In [None]:
# installing the main libraries
!pip install pandas tqdm kaggle transformers torch --quiet

In [None]:
# Import all libraries
import os
import pandas as pd
from tqdm import tqdm
from transformers import pipeline
import re
import nltk
nltk.download('punkt')
nltk.download('punkt_tab')

from nltk.tokenize import sent_tokenize
from transformers import pipeline

[nltk_data] Downloading package punkt to /root/nltk_data...
[nltk_data]   Package punkt is already up-to-date!
[nltk_data] Downloading package punkt_tab to /root/nltk_data...
[nltk_data]   Unzipping tokenizers/punkt_tab.zip.


In [None]:
# move kaggle.json to the correct folder
!mkdir -p ~/.kaggle
!cp kaggle.json ~/.kaggle/
!chmod 600 ~/.kaggle/kaggle.json

In [None]:
# Download the bank customer complaint dataset
!kaggle datasets download -d adhamelkomy/bank-customer-complaint-analysis

Dataset URL: https://www.kaggle.com/datasets/adhamelkomy/bank-customer-complaint-analysis
License(s): CC0-1.0
Downloading bank-customer-complaint-analysis.zip to /content
  0% 0.00/20.0M [00:00<?, ?B/s]
100% 20.0M/20.0M [00:00<00:00, 286MB/s]


In [None]:
#unzipping the dataset
!unzip bank-customer-complaint-analysis.zip

Archive:  bank-customer-complaint-analysis.zip
  inflating: Bank Customer Complaint Analysis for Efficient Dispute Resolution.ipynb  
  inflating: complaints.csv          
  inflating: complaints_report_20240226_183305.txt  
  inflating: final_dataframe (1).csv  


In [None]:
# Load and clean data

df = pd.read_csv('/content/complaints.csv')
print(df.columns)

df.rename(columns={'narrative': 'complaint_text'}, inplace=True)

# Drop missing complaints
df = df.dropna(subset=['complaint_text'])
print("Total complaints:", len(df))

df.head(3)


Index(['Unnamed: 0', 'product', 'narrative'], dtype='object')
Total complaints: 162411


Unnamed: 0.1,Unnamed: 0,product,complaint_text
0,0,credit_card,purchase order day shipping amount receive pro...
1,1,credit_card,forwarded message date tue subject please inve...
2,2,retail_banking,forwarded message cc sent friday pdt subject f...


In [None]:
# Clean and shorten complaint text before sending it to the summarizer

def clean_and_shorten(text):
    text = str(text).lower()
    text = re.sub(r"http\S+", "", text)
    text = re.sub(r"[^a-zA-Z0-9\s.,!?]", " ", text)
    text = re.sub(r"\b(\w+)( \1\b)+", r"\1", text)
    text = re.sub(r"\s+", " ", text).strip()

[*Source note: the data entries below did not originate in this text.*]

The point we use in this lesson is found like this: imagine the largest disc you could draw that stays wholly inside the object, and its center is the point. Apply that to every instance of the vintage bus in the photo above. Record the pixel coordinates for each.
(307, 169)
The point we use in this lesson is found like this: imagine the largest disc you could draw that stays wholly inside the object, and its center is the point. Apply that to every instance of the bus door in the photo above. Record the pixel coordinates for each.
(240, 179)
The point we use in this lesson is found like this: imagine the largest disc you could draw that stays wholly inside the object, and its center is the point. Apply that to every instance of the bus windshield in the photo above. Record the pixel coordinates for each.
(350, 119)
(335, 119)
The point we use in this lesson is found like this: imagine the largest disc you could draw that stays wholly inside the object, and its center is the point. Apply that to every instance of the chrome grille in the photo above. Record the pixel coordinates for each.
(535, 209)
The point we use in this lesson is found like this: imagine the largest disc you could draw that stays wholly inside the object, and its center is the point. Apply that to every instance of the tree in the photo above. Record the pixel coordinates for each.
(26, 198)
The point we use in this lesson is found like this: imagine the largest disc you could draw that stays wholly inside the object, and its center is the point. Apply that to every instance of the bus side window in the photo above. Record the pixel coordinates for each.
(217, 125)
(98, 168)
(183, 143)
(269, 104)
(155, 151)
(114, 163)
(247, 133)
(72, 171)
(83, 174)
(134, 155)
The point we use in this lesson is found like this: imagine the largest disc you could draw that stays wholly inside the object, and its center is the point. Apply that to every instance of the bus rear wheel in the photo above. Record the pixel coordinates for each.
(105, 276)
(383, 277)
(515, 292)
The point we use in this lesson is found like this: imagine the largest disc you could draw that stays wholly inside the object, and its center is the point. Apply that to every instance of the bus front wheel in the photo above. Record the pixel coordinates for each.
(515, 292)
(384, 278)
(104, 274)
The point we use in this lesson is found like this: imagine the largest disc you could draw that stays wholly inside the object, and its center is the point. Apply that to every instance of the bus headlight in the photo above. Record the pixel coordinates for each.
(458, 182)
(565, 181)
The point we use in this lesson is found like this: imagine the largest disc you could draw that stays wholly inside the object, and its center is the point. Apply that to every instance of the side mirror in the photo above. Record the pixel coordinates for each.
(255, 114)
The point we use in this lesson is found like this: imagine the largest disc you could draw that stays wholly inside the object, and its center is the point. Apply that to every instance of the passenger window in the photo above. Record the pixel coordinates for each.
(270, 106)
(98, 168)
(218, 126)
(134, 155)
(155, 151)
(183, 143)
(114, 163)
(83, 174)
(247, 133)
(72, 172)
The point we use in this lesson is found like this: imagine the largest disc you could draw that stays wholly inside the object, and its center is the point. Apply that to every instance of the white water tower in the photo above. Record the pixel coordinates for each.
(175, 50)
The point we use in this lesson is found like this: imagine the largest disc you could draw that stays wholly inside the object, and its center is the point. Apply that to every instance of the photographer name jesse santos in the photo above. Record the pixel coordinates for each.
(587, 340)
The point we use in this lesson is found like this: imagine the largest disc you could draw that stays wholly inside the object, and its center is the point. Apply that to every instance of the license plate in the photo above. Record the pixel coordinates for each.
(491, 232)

    # split into sentences and keep only the first few
    sentences = sent_tokenize(text)
    text = " ".join(sentences[:4])
    return text

In [None]:
# Load the summarization model from Hugging Face

summarizer = pipeline("summarization", model="philschmid/bart-large-cnn-samsum", device_map="auto")


The secret `HF_TOKEN` does not exist in your Colab secrets.
To authenticate with the Hugging Face Hub, create a token in your settings tab (https://huggingface.co/settings/tokens), set it as secret in your Google Colab and restart your session.
You will be able to reuse this secret in all of your notebooks.
Please note that authentication is recommended but still optional to access public models or datasets.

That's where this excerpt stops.